We’re in London right now, about a week after the pension fund debacle here. These are the same issues we have in crypto, aren’t they, to some extent?
It’s the same problem. It’s just in DeFi, there is no ultimate buyer. In traditional finance, you have central banks that can step in and buy assets.
What happens to Euler in case of standard deviation movement of 10 or 15?
Ideally, even if that happens, Euler is fine. In reality, it comes down to the liquidity of the assets. If you were to liquidate, because liquidations are decentralized in DeFi, anyone running a bot can settle the debt for you.
Suppose you have loaned staked ETH and borrowed ETH. Suppose the price of your warranty drops and you go into liquidation. Anyone can remove your debts and some of your assets. They will likely repay the debt by buying ETH on the market. To unlock your collateral (the staked ETH) and have to sell that staked ETH on the market, they charge a fee.
The point is the following. If the market for your collateral is sufficiently liquid, you can unload these assets quickly. So even if there is a move of 10 or 15 standard deviations, liquidity will allow it.
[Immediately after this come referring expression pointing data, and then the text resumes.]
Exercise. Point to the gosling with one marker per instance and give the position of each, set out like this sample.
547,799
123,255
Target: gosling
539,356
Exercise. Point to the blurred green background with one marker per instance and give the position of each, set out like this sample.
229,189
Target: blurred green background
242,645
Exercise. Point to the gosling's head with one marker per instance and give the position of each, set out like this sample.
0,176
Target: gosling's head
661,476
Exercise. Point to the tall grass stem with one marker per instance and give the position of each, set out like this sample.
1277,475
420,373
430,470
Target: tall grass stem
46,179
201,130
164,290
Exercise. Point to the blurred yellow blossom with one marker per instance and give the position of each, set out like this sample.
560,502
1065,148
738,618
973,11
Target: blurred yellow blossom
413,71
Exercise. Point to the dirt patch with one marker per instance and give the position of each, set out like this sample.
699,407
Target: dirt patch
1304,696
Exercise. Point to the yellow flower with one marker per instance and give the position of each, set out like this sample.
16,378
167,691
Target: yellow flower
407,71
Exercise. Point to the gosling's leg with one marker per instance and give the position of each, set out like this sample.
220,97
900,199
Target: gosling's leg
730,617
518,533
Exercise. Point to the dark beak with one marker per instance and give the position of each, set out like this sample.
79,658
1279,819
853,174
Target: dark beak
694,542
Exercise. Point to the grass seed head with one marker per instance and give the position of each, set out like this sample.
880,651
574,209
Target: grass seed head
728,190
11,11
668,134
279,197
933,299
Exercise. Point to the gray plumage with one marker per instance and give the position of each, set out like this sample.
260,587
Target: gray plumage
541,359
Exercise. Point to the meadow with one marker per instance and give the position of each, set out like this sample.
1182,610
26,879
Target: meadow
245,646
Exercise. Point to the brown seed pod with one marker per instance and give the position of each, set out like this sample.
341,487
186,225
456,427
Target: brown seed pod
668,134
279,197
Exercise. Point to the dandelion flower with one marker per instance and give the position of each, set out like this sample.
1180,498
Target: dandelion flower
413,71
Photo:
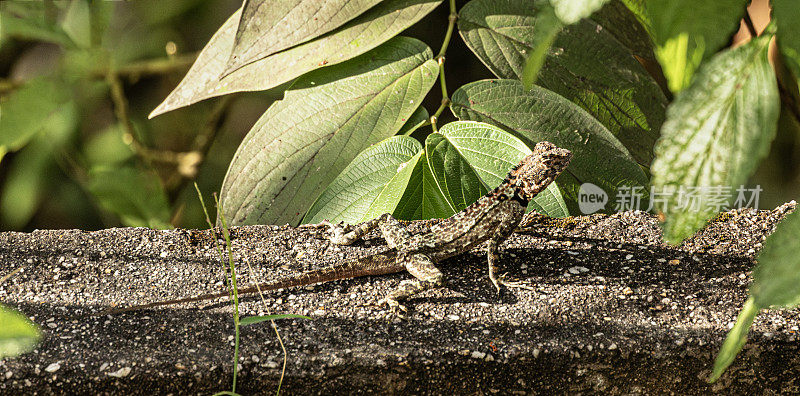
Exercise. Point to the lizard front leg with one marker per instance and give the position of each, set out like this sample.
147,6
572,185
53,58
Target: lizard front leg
393,231
427,277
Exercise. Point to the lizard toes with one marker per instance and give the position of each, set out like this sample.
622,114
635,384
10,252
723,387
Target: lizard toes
393,305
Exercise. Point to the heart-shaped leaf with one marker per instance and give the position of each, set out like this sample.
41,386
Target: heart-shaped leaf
617,91
459,164
329,116
571,11
716,132
492,152
267,27
205,78
536,115
369,186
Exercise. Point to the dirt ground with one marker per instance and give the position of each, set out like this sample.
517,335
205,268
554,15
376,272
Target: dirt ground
613,310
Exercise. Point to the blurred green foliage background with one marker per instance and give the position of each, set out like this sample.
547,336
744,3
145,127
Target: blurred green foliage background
78,79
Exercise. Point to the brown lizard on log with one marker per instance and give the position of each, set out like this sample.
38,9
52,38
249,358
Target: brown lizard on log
491,219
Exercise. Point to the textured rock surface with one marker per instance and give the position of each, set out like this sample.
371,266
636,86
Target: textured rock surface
613,310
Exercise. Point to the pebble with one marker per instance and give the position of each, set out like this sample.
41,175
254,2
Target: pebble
123,372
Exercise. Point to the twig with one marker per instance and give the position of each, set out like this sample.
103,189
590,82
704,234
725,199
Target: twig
190,161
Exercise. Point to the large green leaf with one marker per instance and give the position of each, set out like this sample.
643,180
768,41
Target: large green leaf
687,32
787,19
716,132
421,198
367,31
136,196
267,27
28,109
396,176
492,152
536,115
329,116
586,65
571,11
369,186
453,176
776,279
17,334
776,283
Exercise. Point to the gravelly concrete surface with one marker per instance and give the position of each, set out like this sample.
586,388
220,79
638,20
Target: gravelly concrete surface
613,310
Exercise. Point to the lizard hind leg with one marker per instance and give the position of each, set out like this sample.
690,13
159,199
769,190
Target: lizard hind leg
426,275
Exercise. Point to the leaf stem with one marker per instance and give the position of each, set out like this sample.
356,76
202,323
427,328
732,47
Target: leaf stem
451,24
749,23
452,18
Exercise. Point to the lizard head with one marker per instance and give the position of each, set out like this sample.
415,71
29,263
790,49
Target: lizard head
539,169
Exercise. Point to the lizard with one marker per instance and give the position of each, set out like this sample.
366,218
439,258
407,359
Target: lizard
491,219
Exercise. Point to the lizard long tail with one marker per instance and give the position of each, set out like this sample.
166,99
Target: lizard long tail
378,264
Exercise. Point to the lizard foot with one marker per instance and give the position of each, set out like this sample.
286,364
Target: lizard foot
394,305
336,232
512,283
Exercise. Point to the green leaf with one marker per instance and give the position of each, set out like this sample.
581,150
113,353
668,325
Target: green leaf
107,147
136,196
248,320
716,133
29,176
267,27
492,152
30,23
18,334
735,339
329,116
571,11
776,279
372,184
28,109
617,91
687,32
459,164
537,115
358,36
77,23
638,9
414,122
787,19
627,27
453,177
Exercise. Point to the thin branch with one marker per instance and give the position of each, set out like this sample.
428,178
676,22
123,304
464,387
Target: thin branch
749,23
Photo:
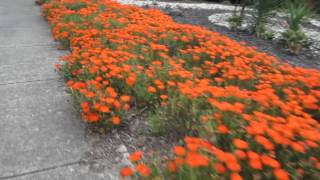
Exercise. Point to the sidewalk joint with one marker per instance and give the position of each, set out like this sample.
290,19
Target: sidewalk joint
39,170
31,81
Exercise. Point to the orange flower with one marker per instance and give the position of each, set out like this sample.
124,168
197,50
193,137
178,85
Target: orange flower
197,160
130,81
93,117
136,156
270,161
115,120
151,89
126,171
143,169
171,166
240,154
235,176
179,151
222,129
281,174
104,109
233,166
125,98
179,161
219,168
240,144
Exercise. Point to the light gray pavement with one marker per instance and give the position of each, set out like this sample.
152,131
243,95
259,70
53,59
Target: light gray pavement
41,136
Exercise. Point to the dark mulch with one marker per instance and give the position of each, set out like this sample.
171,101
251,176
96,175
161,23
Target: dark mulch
199,17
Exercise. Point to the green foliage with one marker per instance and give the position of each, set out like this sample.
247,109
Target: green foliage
264,9
235,22
294,38
76,6
298,12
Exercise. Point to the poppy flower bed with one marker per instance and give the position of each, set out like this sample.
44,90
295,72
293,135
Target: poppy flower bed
249,115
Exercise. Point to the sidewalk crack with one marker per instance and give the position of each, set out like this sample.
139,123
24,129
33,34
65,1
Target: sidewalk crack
39,170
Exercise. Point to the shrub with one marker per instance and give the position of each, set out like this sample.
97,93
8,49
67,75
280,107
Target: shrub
294,38
263,10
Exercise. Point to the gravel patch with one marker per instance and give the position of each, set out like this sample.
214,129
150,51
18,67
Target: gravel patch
213,17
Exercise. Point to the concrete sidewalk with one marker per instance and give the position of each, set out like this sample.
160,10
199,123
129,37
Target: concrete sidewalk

This is why you need to ensure that your collateral assets are extremely liquid.
How do you spread the word about the great job you are doing, in the face of all this turmoil in the crypto market which, arguably, is a pushover for many?
Word of mouth, especially. People have told their well-heeled friends about it. It’s also about attending conferences like Blockworks’ DAS and talking to fund and liquidity providers in DeFi.
What do you see for yourself and for the company in the future?
We think it’s a good idea to create an isolated environment where you can do a lot of more risky things, but it doesn’t put the core protocol at risk. To do this you will probably need to create another version of Euler. Inside you can do whatever you want.
say we do shiba inus SHIB/USD warranty or something. It’s really risky for the main application of Euler. However, if it is isolated in this separate Euler and it explodes, the main Euler does not explode. There is a product market for this sort of thing.
It is a direction. And, another creates Euler’s own decentralized exchange. We are going to focus on pricing oracles, a reliable way to achieve decentralized pricing in DeFi.